We can manually enter bytes to those addresses and see what happens. In the Address box above the RAM section, type in F800 (we’re going to set bytes of memory starting at $F800). Then in the data box next to it, type 48,65,6c,6c,6f, then click Set Data to write those five bytes into addresses $F800, $F801, $F802, $F803 and $F804.

Set Data

Two things should happen. Firstly, the RAM section below will update to show those five bytes that we’ve written into memory:

Five Bytes

Secondly, on the emulator screen, we should see some text:

Some Text

So what has just happened? The first five cells of the display, starting at the top left of the screen and moving left to right, are controlled by the first five bytes of memory starting at address $F800. Putting $48 into the first byte will display character number 72 (decimal), which happens to be defined as the set of pixels for the letter ‘H’. In the next byte, the value $65 will display the graphic for the letter ‘e’. The default font (set of graphics) in Cerberus matches up to the ASCII character set, so we can look up the number for a character, put that number into the byte in display memory and it will display the relevant character.
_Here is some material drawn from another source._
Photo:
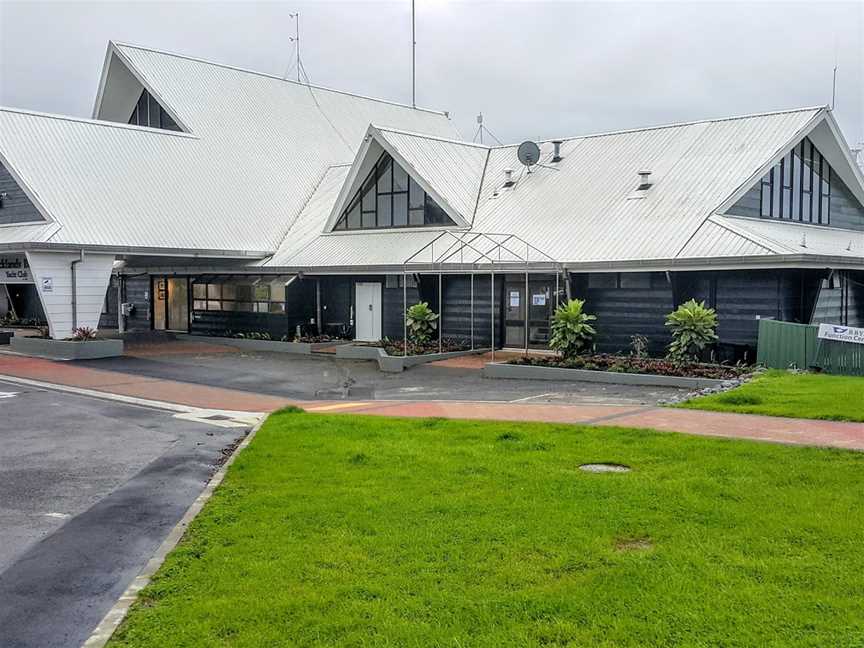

What happens when we get to the end of a row? Remember that Cerberus has a 40 by 30 screen. We can add 40 to our start address, and write the same bytes to memory to find out. Remebering that 40 decimal is $28 hex, the 40th byte after address $F800 is $F828. Update the address box and hit Set Data again:

Next Row

If everything has gone well, we should see this:

Hello Hello

In fact, after the first forty bytes define the characters for the first row of the screen, the next forty bytes define the characters for the next row. This continues all the way down to the end of the screen. As it is 40 by 30 characters, the display occupies 40 x 30 = 1200 bytes in memory. We can calculate the position of any cell in memory by taking the line number, L (starting at zero at the top) and the column C (zero at the left) and remembering the base address of the display ($F800) then adding C + (40 x L). To write ‘Hello’ in the middle of the screen this works out as $F800 plus 18 + (40*15), or $FA6A (it’s up to you whether you do the sum all in decimal, all in hex or a combination - whichever you feel comfortable with.) So, as an exercise, you can put FA6A in the address box, and press Set Data to check that ‘Hello’ appears where we want it.

Pixel Perfect

Cerberus comes with a font that has all of the standard ASCII characters, plus a few extra ones that help draw borders round screens and so on. However, what happens if we want to display something else other than pure text? The answer lies in where those pixels that make up the characters come from.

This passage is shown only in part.